Independent Replication of Red Clover Necrotic Mosaic Virus RNA-1 in Electroporated Host and Nonhost Nicotiana Species Protoplasts. L. L. Paje-Manalo, Former graduate research assistant, Department of Plant Pathology, Throckmorton Hall, Kansas State University, Manhattan 66506, Present address: Department of Biochemistry, University of New Hampshire, Durham 03824; S. A. Lommel, assistant professor, Department of Plant Pathology, Throckmorton Hall, Kansas State University, Manhattan 66506, Present address: Department of Plant Pathology, Box 7616, North Carolina State University, Raleigh 27695. Phytopathology 79:457-461. Accepted for publication 10 November 1988. Copyright 1989 The American Phytopathological Society. DOI: 10.1094/Phyto-79-457.

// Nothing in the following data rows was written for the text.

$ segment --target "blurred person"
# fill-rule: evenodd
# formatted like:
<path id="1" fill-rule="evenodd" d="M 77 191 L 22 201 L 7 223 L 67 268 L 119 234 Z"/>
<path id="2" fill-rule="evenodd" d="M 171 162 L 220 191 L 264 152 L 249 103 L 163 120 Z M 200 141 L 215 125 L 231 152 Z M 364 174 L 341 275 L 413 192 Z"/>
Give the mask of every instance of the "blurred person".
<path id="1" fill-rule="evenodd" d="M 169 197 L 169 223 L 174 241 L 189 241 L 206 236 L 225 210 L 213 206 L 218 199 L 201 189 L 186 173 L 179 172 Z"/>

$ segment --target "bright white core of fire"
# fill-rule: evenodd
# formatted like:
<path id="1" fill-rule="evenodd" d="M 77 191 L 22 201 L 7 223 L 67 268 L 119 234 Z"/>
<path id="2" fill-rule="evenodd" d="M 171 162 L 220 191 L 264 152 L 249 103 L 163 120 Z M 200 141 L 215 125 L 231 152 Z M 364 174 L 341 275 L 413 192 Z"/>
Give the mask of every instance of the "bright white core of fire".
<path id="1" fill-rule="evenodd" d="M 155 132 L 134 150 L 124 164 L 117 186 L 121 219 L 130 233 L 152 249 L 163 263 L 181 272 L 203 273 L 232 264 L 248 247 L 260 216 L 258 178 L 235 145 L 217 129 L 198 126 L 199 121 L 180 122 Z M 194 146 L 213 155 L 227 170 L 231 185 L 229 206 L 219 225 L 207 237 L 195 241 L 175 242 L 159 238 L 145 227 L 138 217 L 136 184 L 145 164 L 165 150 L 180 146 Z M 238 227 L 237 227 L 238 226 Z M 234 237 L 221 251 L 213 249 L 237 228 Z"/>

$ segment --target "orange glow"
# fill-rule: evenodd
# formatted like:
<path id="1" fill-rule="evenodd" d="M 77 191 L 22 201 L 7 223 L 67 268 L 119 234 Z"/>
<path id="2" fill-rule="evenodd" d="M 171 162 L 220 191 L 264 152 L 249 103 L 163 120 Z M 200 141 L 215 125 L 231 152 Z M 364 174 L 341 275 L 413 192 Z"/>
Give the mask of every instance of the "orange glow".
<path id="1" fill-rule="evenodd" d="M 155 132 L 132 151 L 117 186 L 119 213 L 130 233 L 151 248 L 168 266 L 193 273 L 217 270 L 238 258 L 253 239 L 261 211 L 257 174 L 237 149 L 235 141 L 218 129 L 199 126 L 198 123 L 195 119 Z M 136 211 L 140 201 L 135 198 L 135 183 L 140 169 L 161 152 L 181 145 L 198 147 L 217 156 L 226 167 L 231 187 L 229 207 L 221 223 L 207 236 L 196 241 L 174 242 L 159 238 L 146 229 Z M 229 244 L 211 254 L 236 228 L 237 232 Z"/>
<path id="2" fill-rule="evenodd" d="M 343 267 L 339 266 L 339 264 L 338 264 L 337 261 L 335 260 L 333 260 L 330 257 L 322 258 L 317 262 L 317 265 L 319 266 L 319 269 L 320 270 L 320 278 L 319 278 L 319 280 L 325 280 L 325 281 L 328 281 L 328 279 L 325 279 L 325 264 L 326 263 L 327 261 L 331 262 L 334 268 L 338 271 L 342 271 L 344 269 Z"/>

The two nonhomologous genomic single-stranded RNA components (RNA-1 and -2) of red clover necrotic mosaic virus (RCNMV) failed to elicit systemic symptoms when mechanically inoculated individually to Nicotiana clevelandii, a systemic host. However, plants previously inoculated with RNA-1 and then complemented with RNA-2 48 and 72 hr later became diseased within 4–5 days. In contrast, when RNA-2 was used as the primary inoculum, infections were obtained only when follow-up inoculations with RNA-1 were performed within 24 hr. RCNMV virions and genomic RNA were inoculated by electroporation into protoplasts of N. clevelandii and the N. tabacum-derived cell line BY-2 (a nonsystemic host for RCNMV). Total RNA extracts prepared from RNA-1-inoculated protoplasts after 48 and 72 hr incubation hybridized exclusively to RNA-1 specific probes, whereas RNA-2 electroporated protoplast extracts hybridized to neither RNA-1 nor RNA-2 probes. Capsid protein was synthesized in RNA-1-electroporated protoplasts but was not detected in protoplasts inoculated with RNA-2 alone. The independent replication of RCNMV RNA-1 in isolated protoplasts and results of the in planta experiments support the hypothesis that the 35-kDa polypeptide encoded by RNA-2 is involved in cell-to-cell movement. Additionally, the fact that RCNMV can replicate in the initially inoculated cells of the N. tabacum-derived cell line, BY-2, but does not result in systemic infection on plants of N. tabacum suggests that the cell-to-cell movement gene may also act as a host range determinant gene.

Additional keywords: cell-to-cell movement, electroporation, protoplasts, RNA-1 replication, suspension cell culture.